I have never heard of a vine peach.. All I can think of is fuzzy fruit.. you don't mean a kiwifruit? 

http://www.nutritiousfruit.com/images/Kiwi-Fruit.jpg

Allie


----------



## Wade E (Apr 26, 2009)

I have never heard of vine peaches but they do sound good. I will be making a peach wine this year all beause of Tom's friend Joeswine, he made a peach wine to die for and since I have never made one its about time and Im going to try my damnedest to duplicate it.


----------



## St Allie (Apr 26, 2009)

Please post the recipe in the recipe section when you do Wade. I made two batches this year .. one from white fleshed peaches and the other from yellow fleshed.. we can compare notes


----------



## Tom (Apr 26, 2009)

Wade E said:


> I have never heard of vine peaches but they do sound good. I will be making a peach wine this year all beause of Tom's friend Joeswine, he made a peach wine to die for and since I have never made one its about time and Im going to try my damnedest to duplicate it.
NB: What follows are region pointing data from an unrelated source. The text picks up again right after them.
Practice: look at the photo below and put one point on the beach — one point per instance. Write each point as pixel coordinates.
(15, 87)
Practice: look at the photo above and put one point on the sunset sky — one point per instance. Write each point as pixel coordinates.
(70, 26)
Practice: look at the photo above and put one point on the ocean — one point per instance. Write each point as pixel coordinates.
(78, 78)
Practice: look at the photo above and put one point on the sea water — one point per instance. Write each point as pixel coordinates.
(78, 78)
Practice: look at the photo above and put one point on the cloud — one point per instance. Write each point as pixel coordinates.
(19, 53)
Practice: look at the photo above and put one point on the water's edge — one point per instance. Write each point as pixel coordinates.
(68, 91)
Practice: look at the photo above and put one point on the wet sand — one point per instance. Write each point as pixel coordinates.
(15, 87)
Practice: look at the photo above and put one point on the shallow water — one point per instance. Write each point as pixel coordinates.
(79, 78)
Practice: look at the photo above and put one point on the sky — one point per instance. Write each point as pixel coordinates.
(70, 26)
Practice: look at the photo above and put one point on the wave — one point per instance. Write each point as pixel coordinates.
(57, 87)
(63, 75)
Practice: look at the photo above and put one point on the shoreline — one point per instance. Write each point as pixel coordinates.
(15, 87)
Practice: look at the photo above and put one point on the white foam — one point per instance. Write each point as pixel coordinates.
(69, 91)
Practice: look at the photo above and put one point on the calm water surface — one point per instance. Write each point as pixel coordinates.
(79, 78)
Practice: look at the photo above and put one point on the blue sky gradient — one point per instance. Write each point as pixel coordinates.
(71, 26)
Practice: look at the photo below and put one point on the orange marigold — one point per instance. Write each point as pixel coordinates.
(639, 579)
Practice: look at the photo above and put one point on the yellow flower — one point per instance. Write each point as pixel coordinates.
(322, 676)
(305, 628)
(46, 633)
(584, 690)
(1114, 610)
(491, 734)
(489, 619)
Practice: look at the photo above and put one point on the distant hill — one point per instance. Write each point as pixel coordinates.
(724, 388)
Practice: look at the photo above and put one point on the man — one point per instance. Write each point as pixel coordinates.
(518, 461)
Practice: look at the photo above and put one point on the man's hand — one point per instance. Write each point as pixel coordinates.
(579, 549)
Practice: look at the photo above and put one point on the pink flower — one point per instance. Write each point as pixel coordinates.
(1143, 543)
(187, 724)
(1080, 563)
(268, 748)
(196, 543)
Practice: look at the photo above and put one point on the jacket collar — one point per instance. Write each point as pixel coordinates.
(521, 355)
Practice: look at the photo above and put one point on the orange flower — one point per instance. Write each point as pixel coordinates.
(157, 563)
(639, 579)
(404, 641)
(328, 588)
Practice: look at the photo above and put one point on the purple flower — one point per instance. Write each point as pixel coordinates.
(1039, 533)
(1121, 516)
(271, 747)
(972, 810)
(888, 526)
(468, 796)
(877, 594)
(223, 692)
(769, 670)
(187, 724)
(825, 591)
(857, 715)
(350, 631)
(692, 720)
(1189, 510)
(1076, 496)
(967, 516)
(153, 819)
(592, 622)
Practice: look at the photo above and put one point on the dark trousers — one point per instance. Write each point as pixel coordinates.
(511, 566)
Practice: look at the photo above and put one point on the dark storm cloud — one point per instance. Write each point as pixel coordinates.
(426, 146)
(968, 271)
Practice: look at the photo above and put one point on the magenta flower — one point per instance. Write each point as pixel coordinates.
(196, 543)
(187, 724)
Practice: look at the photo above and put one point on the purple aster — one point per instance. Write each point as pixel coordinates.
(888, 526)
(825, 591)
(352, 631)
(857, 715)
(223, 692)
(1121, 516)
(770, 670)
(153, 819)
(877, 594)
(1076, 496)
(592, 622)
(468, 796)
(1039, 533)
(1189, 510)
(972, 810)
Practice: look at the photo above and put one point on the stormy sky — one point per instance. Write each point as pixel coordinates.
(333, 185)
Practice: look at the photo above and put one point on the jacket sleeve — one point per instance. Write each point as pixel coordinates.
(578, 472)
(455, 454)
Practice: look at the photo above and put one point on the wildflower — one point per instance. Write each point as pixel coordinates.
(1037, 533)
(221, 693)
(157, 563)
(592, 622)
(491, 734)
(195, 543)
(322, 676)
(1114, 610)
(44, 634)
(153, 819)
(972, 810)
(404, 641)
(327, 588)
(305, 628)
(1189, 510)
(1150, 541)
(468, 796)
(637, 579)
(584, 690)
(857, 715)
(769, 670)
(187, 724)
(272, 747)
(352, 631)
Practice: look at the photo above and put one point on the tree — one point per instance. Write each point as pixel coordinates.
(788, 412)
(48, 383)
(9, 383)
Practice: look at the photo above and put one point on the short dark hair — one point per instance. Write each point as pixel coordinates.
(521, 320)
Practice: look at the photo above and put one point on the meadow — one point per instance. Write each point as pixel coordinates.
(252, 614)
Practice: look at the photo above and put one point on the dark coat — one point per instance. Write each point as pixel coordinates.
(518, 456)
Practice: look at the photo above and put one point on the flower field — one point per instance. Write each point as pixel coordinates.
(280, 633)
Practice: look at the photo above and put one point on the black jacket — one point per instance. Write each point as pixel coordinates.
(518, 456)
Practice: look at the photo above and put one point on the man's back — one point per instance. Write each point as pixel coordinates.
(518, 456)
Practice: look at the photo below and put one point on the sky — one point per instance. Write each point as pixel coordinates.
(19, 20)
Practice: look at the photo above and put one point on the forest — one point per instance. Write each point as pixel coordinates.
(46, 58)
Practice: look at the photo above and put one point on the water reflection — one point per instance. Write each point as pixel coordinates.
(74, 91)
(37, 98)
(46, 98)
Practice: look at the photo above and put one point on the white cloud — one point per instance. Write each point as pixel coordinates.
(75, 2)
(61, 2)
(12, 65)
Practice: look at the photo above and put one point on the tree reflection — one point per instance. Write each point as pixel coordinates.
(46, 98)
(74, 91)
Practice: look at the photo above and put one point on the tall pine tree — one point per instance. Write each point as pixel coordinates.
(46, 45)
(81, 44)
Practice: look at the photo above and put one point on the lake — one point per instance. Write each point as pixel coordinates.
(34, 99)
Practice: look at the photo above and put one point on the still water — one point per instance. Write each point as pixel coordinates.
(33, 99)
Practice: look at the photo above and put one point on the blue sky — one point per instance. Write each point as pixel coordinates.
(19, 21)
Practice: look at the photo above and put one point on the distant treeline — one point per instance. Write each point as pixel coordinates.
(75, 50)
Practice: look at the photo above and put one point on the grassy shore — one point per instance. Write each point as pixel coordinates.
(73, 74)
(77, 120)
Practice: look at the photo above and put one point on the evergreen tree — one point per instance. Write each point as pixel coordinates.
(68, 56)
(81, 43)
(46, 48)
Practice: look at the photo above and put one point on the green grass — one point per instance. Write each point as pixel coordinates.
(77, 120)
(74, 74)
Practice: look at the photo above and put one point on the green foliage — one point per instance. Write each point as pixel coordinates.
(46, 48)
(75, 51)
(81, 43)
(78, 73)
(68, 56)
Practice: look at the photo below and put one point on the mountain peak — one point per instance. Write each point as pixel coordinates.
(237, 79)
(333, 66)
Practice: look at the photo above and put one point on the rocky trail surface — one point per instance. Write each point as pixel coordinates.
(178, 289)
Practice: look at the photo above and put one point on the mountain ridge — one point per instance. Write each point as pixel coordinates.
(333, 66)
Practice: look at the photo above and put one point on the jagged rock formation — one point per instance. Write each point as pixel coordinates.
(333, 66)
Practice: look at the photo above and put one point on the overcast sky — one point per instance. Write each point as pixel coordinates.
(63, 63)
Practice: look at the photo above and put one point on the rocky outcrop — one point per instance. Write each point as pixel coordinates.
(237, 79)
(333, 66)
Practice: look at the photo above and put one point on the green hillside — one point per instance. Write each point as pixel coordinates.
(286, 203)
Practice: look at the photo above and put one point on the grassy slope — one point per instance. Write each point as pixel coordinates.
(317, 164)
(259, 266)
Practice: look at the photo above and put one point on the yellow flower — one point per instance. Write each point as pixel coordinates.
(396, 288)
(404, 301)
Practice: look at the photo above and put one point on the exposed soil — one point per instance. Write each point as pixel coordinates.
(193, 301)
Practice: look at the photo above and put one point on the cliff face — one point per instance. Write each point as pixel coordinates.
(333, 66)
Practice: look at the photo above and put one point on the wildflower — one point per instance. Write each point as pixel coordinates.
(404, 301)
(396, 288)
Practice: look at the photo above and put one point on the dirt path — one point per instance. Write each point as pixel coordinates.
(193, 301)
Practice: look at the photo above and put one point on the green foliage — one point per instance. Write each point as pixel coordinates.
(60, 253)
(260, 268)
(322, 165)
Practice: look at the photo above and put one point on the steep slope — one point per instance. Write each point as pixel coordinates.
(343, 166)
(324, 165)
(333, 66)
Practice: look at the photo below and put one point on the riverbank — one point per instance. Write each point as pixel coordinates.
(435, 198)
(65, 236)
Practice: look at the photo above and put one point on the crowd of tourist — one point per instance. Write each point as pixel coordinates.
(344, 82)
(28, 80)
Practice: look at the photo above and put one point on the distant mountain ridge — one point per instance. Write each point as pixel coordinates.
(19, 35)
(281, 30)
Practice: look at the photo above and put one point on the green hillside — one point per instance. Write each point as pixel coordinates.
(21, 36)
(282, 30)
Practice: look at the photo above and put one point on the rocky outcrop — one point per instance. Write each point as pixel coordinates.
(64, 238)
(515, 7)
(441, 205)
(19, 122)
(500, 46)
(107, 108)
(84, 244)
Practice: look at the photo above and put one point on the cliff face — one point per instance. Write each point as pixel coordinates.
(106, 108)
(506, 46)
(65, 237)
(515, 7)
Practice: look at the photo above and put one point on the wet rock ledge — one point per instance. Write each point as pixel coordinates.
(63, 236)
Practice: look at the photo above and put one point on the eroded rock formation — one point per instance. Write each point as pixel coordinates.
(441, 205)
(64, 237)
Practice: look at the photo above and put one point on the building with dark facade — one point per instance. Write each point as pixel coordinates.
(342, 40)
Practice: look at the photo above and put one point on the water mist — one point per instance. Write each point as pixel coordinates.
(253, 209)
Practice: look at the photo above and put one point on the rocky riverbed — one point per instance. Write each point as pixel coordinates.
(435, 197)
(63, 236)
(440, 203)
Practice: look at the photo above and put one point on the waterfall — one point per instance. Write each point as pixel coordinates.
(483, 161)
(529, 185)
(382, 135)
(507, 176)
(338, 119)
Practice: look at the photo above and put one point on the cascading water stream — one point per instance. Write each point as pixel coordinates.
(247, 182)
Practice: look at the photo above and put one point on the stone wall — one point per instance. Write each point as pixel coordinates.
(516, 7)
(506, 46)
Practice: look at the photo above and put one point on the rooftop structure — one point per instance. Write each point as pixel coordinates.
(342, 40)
I'll have to send you one of MY Peach wines I'd say even toss up with Joeswine.


----------



## Wade E (Apr 26, 2009)

Please do, I was floored by Joes! Please also include your recipe on the site! we really need to add all our fav's!


----------



## koda_ky (Apr 26, 2009)

I found a article on the vine peach.
http://thegardenersrake.com/heirloom-seeds-vine-peach-a-historical-fruit-for-the-garden
I have grown these and they smell just like cantalope but have a taste more like a mango.


----------



## St Allie (Apr 27, 2009)

Seems to be popular for liqueurs too Koda.. can't see why you couldn't make it into wine, maybe alter a melon recipe to support it?.. it sounds like they are very juicy and sweet.. you might just have to fiddle with a recipe and see how it comes out.. I had a look online and couldn't find a specific recipe for them.

this looks like you could substitute your vine peaches though ..

http://scorpius.spaceports.com/~goodwine/melonwine.htm

I used the banana wine recipe from the same site and that seems to be working out well.

Allie


----------